I am an overly cautious driver, according to some of the backseat drivers in my vehicle. Some of them are related to me.
So it was a surprise to them and even to me when, after a Labor Day road trip to Salt Lake City to visit a daughter, I declared, "Montana should increase the speed limit to 80 miles per hour."
In July, Idaho changed the speed limits on some stretches of interstate highways to 80 miles an hour in areas defined as rural. Idaho lawmakers voted to increase the state speed limit during their 2014 session but authorized the Idaho Transportation Department to determine where it was appropriate to raise the speed limit to 80 miles per hour. That was done after safety studies and engineering reviews.
The speed limit on some stretches of interstate in Utah were increased to 80 miles per hour in July 2013.
Wyoming also has 80 mph limits on some rural interstate routes, along with Texas. The Lone Star State also allows speed limits of up to 85 miles per hour with caveats. There is just one segment of highway, 40 miles of State Highway 130 between Austin and San Antonio, with an 85 mph speed limit, and it's a toll road built by a private developer. A one-way toll for a passenger vehicle for the 40-mile length is $6.49.
Toll roads in Montana, where traffic "jams" are generally isolated to the Missoula and Bozeman areas on college home football game Saturdays, probably aren't on the agenda.
But with the majority of Interstates 15, 90 and 94 in this state in rural areas, an 80 mph speed limit along some routes would make those long trips a little less long. What could be the down side? I asked Montana Highway Patrol Col. Tom Butler to weigh in.
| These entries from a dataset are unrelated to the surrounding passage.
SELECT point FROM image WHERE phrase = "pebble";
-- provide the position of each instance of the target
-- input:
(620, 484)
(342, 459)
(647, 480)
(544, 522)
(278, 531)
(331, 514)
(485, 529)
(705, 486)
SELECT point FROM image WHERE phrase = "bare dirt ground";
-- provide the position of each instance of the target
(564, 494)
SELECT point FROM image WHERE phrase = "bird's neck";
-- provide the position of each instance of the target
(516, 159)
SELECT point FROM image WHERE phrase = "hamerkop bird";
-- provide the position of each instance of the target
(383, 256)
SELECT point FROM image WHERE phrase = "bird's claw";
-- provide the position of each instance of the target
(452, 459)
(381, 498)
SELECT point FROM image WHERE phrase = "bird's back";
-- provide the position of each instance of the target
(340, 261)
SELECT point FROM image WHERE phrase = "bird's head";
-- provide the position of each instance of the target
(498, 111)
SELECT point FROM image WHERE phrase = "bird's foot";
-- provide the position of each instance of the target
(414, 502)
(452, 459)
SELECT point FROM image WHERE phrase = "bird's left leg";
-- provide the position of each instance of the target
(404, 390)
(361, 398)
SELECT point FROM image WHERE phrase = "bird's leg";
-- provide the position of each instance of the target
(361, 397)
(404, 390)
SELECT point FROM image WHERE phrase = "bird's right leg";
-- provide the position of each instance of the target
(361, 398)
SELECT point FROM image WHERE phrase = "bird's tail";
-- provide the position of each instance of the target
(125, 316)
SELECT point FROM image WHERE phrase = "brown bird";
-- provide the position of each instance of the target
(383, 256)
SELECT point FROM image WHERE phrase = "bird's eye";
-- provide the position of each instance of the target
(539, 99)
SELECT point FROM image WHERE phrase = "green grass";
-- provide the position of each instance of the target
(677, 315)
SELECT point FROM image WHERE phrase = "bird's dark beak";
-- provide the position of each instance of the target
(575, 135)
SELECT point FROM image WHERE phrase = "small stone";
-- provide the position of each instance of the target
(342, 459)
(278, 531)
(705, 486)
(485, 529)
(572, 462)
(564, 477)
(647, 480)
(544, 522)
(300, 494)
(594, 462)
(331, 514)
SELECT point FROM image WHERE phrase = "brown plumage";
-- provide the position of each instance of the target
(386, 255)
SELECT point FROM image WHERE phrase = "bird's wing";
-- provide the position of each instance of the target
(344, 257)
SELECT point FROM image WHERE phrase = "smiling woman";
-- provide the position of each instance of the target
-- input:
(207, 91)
"As a general rule, the faster you go, the more opportunity there is for injury and property damage because it takes you longer to stop," he said. "The difference in near misses is of feet and fractions of seconds. Whether it is an accident caused by a distracted driver, a mechanical issues such as a blown tire or a deer or antelope on the highway, the faster you go, the less time you have to react."
A change in Montana's Interstate speed limits would need to be passed by the Montana Legislature and so far, no bills to do that have been proposed.
I lived beside a state highway in rural Glacier County in 1995 when Montana's daytime speed limit was switched to "reasonable and prudent" and watched daily examples of idiots who are neither. I was relieved when the "Montanabahn" closed in 1999 and the state's maximum speed limit was set at 75 mph.
If Montana's upper speed limit is raised, we all need to defer to data and safety experts about just where those higher speeds are appropriate.
Whether that is even addressed by the 2015 Legislature, I can't pass up an opportunity to pass along Col. Butler's most important advice.
"We always advocate slowing down for conditions and buckling up," he said.
— Jo Dee Black is the Tribune's business editor and a member of the editorial board.